The days of the salad are over for many startups in the online food delivery industry. After a long period of cash injections, splashy and high-profile promotions and interesting experiments playing with cutting-edge technology, these days layoffs, mergers and acquisitions and falling valuations are all too often the stories you are most likely to hear about. of them. Today, however, comes an interesting exception: Rohlika Prague-based online grocery delivery startup with approximately 1 million customers, announces that it has raised 220 million euros ($231 million at current rates), money it will use to continue investing in its current markets and its growth.
It is a Series D and it is led by a new backer, Sofina, with previous investors – Index Ventures and Founder/CEO Tomáš Čupr are both named – participating as well.
The investment comes at a difficult time for the sector. Other big European players Getir and Gorillas have made staff redundant; Deliveroo confirmed to us that they had frozen hiring; and others consolidate with bigger rivals as their leads dwindle. Rohlik pointedly noted with his announcement today that this Series D, which is taking place during a “turbulent” time, is coming in at a higher valuation than his Series C.
However, he declined to give a specific number, so it could mean anything. When Rohlik last raised money — $119 million almost exactly a year ago — it was valued at €1 billion, which was $1.2 billion at the time, but that figure is now closer to $1 billion given the fall in the euro against the dollar at the time.
Rohlik also noted that revenues were 500 million euros in 2021 (but declined to give current revenue figures), and that it was profitable in the markets where it operates in Hungary and the Czech Republic, respectively. since 2021 and 2018.
“Series D in this tough market is a great achievement for Rohlik and the whole team. Without our great people, we wouldn’t be in this position. This increase gives us a chance to emerge as a class winner in the next few years and I am excited about what lies ahead,” Čupr said in a statement.
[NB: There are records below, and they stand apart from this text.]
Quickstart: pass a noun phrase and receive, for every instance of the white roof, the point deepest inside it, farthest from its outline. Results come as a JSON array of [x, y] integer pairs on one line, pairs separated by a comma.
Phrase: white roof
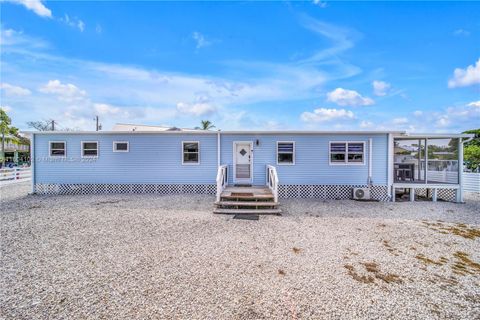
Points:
[[123, 127]]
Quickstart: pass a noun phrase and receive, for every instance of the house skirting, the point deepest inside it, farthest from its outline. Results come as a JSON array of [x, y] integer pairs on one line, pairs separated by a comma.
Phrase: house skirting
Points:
[[333, 192], [378, 192], [48, 188]]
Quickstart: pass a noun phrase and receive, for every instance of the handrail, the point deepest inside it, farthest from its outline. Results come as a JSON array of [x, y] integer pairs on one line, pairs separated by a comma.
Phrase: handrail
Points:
[[222, 180], [16, 174], [272, 181]]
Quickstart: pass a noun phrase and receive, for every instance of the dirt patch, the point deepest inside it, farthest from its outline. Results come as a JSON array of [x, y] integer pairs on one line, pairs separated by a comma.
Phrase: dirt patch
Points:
[[459, 229], [373, 272]]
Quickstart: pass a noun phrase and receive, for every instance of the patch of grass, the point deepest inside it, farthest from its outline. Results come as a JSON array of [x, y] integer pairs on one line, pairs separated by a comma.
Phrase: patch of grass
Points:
[[296, 250], [389, 277], [460, 229], [358, 277], [372, 267], [465, 264], [426, 260]]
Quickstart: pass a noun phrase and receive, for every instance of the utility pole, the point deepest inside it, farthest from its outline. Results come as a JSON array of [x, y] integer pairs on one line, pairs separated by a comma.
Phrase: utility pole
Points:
[[96, 123]]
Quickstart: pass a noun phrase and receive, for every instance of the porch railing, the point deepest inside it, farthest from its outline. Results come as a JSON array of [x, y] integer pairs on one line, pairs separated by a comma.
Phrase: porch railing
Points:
[[17, 174], [272, 181], [222, 180]]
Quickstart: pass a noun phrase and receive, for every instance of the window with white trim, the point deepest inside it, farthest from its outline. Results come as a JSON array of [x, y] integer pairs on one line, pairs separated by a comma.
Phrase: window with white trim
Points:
[[121, 146], [347, 152], [58, 148], [191, 152], [89, 149], [285, 152]]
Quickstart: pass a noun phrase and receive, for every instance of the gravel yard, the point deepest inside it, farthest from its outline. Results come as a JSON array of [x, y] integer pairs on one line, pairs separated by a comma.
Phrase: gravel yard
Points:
[[150, 256]]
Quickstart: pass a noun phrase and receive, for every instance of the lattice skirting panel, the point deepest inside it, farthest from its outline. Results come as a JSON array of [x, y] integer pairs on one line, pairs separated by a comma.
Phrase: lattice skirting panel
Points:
[[442, 194], [125, 188], [333, 192]]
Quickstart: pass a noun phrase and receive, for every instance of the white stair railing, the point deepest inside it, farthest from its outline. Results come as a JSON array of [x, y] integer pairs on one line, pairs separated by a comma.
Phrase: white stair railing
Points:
[[272, 181], [16, 174], [222, 180]]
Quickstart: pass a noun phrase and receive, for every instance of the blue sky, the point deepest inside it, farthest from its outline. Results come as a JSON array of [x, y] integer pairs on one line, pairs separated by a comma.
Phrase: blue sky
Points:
[[267, 65]]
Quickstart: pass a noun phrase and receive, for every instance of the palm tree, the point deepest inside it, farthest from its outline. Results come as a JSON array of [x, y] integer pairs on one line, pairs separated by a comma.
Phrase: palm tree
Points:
[[205, 125], [9, 133]]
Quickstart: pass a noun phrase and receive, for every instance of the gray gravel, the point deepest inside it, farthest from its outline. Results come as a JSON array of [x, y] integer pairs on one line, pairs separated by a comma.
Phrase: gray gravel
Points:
[[150, 256]]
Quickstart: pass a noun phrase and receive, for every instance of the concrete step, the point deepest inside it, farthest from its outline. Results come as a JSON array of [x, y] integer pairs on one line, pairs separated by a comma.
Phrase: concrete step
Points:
[[247, 211], [247, 203], [253, 197]]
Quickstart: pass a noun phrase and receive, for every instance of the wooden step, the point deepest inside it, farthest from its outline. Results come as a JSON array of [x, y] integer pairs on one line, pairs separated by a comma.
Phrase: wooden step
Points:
[[247, 203], [247, 211]]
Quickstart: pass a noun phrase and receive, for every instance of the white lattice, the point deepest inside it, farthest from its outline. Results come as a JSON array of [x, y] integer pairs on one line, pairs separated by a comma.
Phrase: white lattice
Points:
[[330, 191], [444, 194], [447, 194], [125, 188]]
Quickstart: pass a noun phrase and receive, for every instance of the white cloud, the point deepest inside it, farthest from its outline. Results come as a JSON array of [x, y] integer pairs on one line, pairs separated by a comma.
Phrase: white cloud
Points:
[[6, 108], [461, 32], [380, 88], [352, 98], [366, 124], [443, 121], [11, 90], [67, 92], [465, 77], [81, 25], [324, 114], [73, 22], [401, 120], [321, 4], [475, 104], [200, 40], [36, 6], [196, 109]]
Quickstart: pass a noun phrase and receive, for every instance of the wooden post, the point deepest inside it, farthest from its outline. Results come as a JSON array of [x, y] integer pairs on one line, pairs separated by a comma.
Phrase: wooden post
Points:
[[460, 171], [426, 160]]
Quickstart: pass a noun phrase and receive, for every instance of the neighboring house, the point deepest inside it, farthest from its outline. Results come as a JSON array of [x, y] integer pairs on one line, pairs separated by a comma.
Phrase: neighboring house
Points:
[[315, 164], [15, 153]]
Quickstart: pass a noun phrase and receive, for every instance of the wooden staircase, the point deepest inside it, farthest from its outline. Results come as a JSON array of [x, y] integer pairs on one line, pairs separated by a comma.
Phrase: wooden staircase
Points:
[[247, 200]]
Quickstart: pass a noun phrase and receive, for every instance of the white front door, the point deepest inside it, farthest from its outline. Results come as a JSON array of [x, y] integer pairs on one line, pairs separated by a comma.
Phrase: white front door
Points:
[[242, 162]]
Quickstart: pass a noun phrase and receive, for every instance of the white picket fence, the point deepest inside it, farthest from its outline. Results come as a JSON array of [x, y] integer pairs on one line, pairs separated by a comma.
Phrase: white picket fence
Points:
[[14, 175]]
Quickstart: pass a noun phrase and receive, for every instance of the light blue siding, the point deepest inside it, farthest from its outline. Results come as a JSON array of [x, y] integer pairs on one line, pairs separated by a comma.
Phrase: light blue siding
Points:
[[153, 158], [157, 159], [311, 159]]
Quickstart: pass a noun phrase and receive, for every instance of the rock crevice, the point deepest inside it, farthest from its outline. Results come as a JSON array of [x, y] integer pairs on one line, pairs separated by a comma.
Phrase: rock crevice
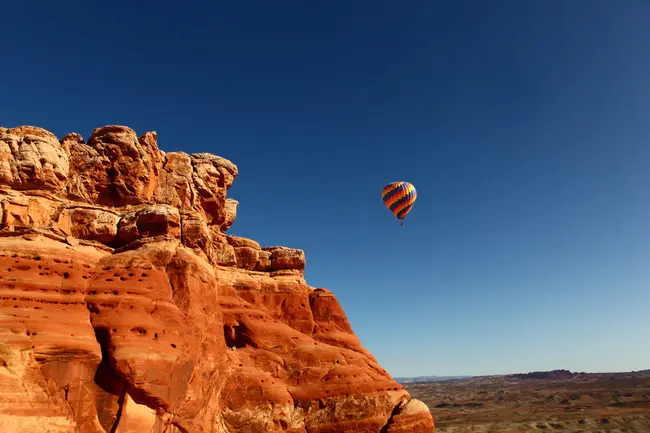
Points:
[[143, 314]]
On-demand food delivery has seen a wave of hype over the past couple of years, with the many different permutations of the model – “instant” delivery, hot takeout from restaurants, hot takeout from cloud kitchens, groceries, alcohol and non-essentials, autonomous delivery robots, etc., etc. – activated by bags of money from investors; a strategy between many players to flood the market in order to develop their delivery networks and reach out to more consumers through discount promotions; and of course a global health pandemic that has led many people to stay away from physical places for their dietary needs.
All of this has taken a very awkward downgrade over the past few months, driven by inflation and a very bearish stock market, which has criticized all publicly traded online grocery players and put pressure cascading over the rest of the sector. In this context, this round seems to indicate that there is still a thesis going where investors believe that a handful of companies will emerge from the broader field as winners.
Difficult time of truth: The winners may be those who perform the best, but there is also an argument to be made that it will just be those who have been exploited the most. In other words, those who have attracted the most investment stand to suffer the biggest losses if they do not succeed. (Rohlik has now raised more than half a billion euros, or more than $500 million.)
Again, Rohlik did not disclose any numbers on its growth over the past year, or its current earnings, in its press release; but it notes that its 90-minute turnaround time from order to door, with 15-minute time slots for reservation, now covers 17,000 items.
As we wrote before, Rohlik has a few distinctive details about its own approach in addition to its own focus on delivery times. Namely, it has taken over the production of many of the items it sells, such as baked goods; and it also has a mission to work closely with local shops and small producers, so these should be taken into account in the unit economy of its model. In fact, fresh produce makes up around 40% of its sales, which is above the average for grocery delivery companies and seems to be a pride for the company: perishables can be very difficult to obtain, so the fact that Rohlik sells them, and people buy them with confidence, says something.
The company is similar to Ocado in the UK in that it has taken a very methodical approach to growth. For its part, Ocado has not chosen to take Europe by storm, for example, but exports its technology to a number of partners around the world. Rohlik’s method mostly seems to be slow growing. It is now active in Prague, Budapest, Vienna, Munich, Frankfurt and soon Hamburg, Milan, Bucharest and Madrid, but no nationwide blitz seems to be in sight.
“This investment is part of Sofina’s strategy in the consumer and retail sector to provide capital to support growth opportunities alongside partners who share common values and a vision to bring efficiency , choice and convenience in food retailing to new levels,” Sofina CEO Harold Boël said in a statement. “We look forward to working with Rohlik, leveraging our decades of investment in the industry, as we believe its focus on local sourcing and assortment will position it well to capture a significant share of online grocery shopping, considering consumers’ turn to sustainability.
“We are very encouraged by the continued strong but sustainable growth of Rohlik, which has now achieved profitability in two key markets,” added Jan Hammer, Partner at Index Ventures. “This latest round of funding will allow the company to capitalize on the opportunity it faces as it doubles its investment in technology, accelerates its expansion and solidifies its market leadership.”